Inequalities In Health: The Failure Of The NHS In Postwar Britain

Dr Charles Webster November 1992 Contribution to Health, Wealth and Poverty conference.

It was not until the Report of the Working Party on Inequalities in Health (the ‘Black Report‘) of 1980 that the issue of inequality come into prominence in NHS circles, some thirty years after the NHS was established. The Black Report was unrepresentative. More characteristic was the Royal Commission on the NHS, an investigation which ran parallel with the Black Working Party, and which was friendly to the Labour government.
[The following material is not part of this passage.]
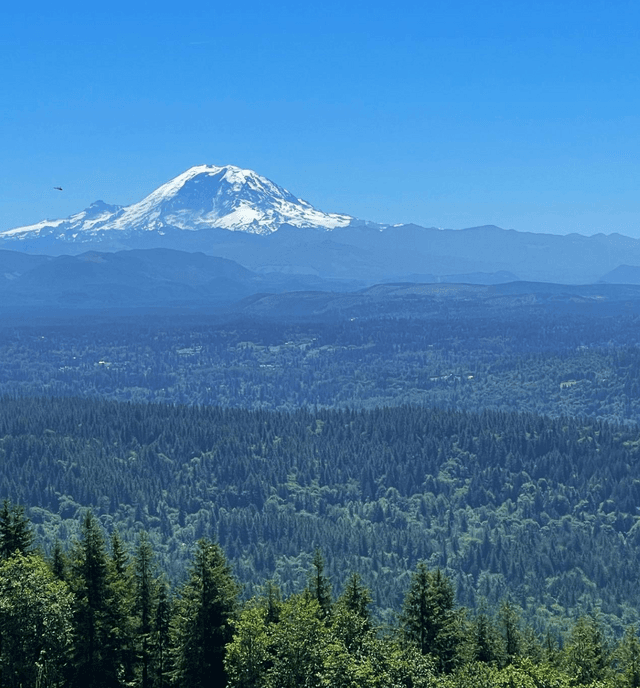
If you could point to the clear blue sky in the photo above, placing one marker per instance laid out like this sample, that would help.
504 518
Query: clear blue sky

Its report (1979) contained no reference to Black and no index reference to equality, inequality or indeed to poverty. This lapse in the Royal Commission Report suggests a serious and worrying paradox: the NHS was established to generate greater equality in health provision and thereby reinforce the effect of related social measures. Yet the question of inequality occupied a low priority and was only belatedly addressed. Even then, reaction to this issue was minimal and certainly not proportionate to the scale of the problem. With respect to this serious shortcoming both Labour and Conservative governments were almost equally culpable. The problem was discovered, or rather re-discovered, in the 1980s in the harsh circumstances of the Thatcher regime – since it had been discovered in the interwar years.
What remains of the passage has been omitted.